La comtesse de San-Pietro venait d’appuyer sa malin au fer du balcon ; elle la retira instinctivement, comme si elle eût senti le contact visqueux d’une couleuvre.

— Qu’avez-vous ? demanda Charles.

— Rien, répondit-elle, mais tout me trouble, tout m’alarme. Ces flots de la Seine eux-mêmes ont une teinte de sang ! Je vois s’y refléter tour à tour l’ombre rouge du cardinal et celle de cet homme qui m’a pris le meilleur de ma vie, celle de Samuel, mon persécuteur, murmura la comtesse sans que Charles pût l’entendre.

Charles Gruyn était en effet sous le charme de cette éblouissante demeure, il s’admirait et se félicitait avec complaisance.
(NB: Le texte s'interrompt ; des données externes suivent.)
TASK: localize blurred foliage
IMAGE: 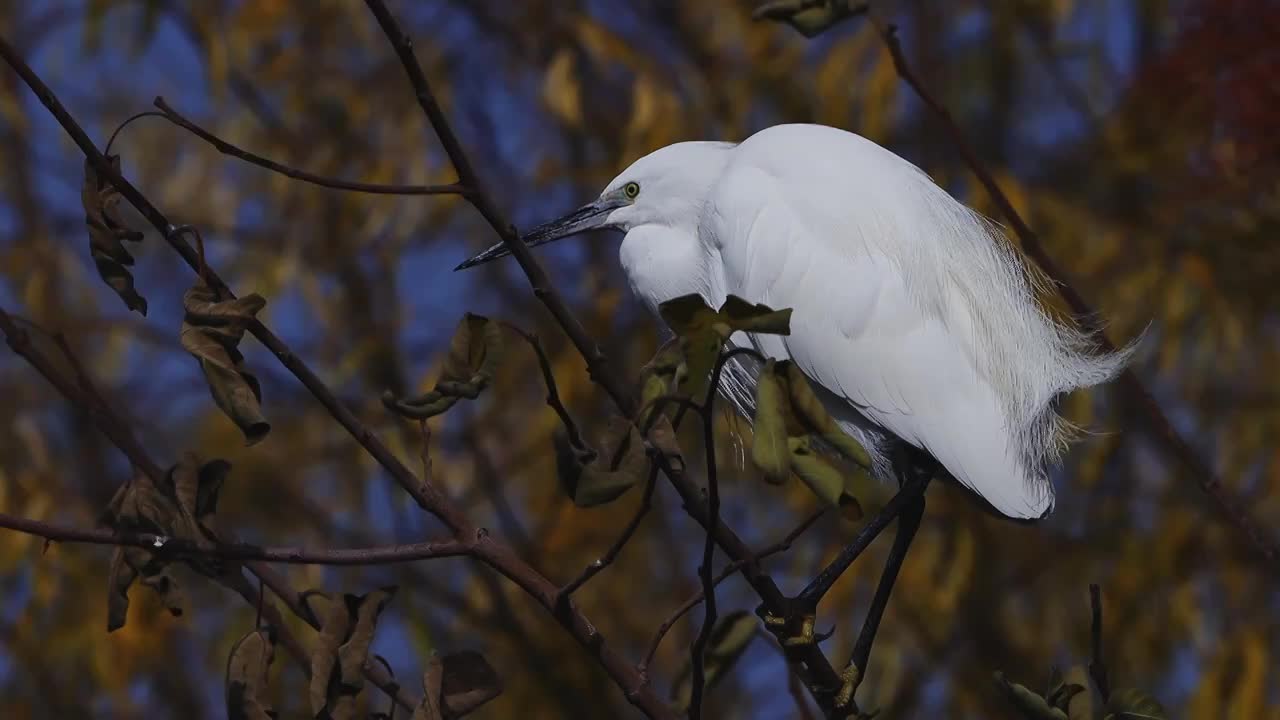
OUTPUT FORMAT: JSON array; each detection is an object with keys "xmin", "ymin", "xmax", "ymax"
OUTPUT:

Pendant que Teresina fermait la fenêtre, il s’était approché d’une sonnette, il la tira, et Bellerose parut.

— Avez-vous rempli fidèlement mes intentions ? demanda Charles au comédien.

— Monsieur le comte, répondit Bellerose, sera satisfait ; la fête a lieu dans trois jours.

— Une fête, un bal ? demanda la duchesse avec angoisse. En même temps elle soupirait, elle interrogeait d’un regard tremblant, absorbé, le visage de Charles.